Mouloud Feraoun (1913–1962). A prominent Amazigh writer from Kabyle whose real name is Aït Chaabane Mouloud Feraoun. Born on March 8th, 1913 in Tizi Hibel in Greater Kabylia. Although he was born to a poor peasant family, he managed to get through the French school system and to earn a diploma at the Bouzaréah School (Teacher’s College) in Algiers. After graduation, he returned to his native village as an elementary school teacher and married his cousin.
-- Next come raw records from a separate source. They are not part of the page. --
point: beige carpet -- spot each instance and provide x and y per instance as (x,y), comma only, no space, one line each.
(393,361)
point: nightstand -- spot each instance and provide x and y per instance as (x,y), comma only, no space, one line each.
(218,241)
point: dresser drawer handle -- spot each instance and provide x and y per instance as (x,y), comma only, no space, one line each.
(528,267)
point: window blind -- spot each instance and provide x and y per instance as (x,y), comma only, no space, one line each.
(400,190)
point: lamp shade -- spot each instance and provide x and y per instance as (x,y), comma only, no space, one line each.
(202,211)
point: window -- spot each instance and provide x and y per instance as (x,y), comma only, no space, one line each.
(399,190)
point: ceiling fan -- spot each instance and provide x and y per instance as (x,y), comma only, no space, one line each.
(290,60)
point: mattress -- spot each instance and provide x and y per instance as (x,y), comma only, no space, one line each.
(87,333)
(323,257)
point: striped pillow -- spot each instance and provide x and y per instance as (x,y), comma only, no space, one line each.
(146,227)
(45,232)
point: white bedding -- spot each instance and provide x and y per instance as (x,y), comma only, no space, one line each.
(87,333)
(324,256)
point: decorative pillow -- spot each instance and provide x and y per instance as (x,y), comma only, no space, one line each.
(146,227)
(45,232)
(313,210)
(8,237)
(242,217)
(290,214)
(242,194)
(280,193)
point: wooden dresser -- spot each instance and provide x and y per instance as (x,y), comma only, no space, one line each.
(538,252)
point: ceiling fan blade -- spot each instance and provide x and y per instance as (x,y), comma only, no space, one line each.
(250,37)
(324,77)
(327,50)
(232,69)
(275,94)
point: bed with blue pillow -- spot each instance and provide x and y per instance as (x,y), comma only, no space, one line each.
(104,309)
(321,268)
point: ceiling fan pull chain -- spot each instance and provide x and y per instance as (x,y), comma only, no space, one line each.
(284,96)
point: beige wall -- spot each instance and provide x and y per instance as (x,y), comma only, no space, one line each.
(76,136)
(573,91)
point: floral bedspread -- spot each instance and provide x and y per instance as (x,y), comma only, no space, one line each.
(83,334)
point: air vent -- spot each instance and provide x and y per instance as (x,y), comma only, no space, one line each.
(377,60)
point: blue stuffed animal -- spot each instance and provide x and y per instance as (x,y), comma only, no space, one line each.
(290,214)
In 1947, he was assigned in Taourirt Moussa and became a school principal in 1952. Feraoun was one of the most prolific francophone writers of his generation. His works all describe Kabyle peasant life. Le Fils du pauvre (1950; “The Poor Man’s Son”) is a semiautobiographical story of a Berber youth struggling against poverty and hardship to achieve an education and self-advancement. The portrayal of the simple life in the mountains is filled with nobility, human compassion, and a love of family and native soil. La Terre et le sang (1953; “Earth and Blood”) deals with an émigré whose life in France is burdened by the sequestration of his proud countrymen and with the importance of nif (“honour”), the basis of all traditional morality and the source of the sense of self-worth, dignity, pride, and community. Les Chemins qui montent (1957; “The Upward Roads”) carries forward in more bitter tones the themes of the resignation, resistance, and endurance of the fellah (peasant) faced with the realities of colonial society; it also deals with the strictures placed on the youth and the narrowness of choices available to them. Feraoun’s devotion to Kabyle culture is also evident in a collection of portraits and sketches, in a translation of 19th-century Kabyle poetry, and in his journal. Through his works he achieved his goal of discovering the voice of “an indomitable people of flesh and blood.”
On 15 March 1962, Feraoun as well as five of his colleagues were assassinated by a commando of the Organisation armée secrète (OAS), an extremist organization of the French settlers in Algeria.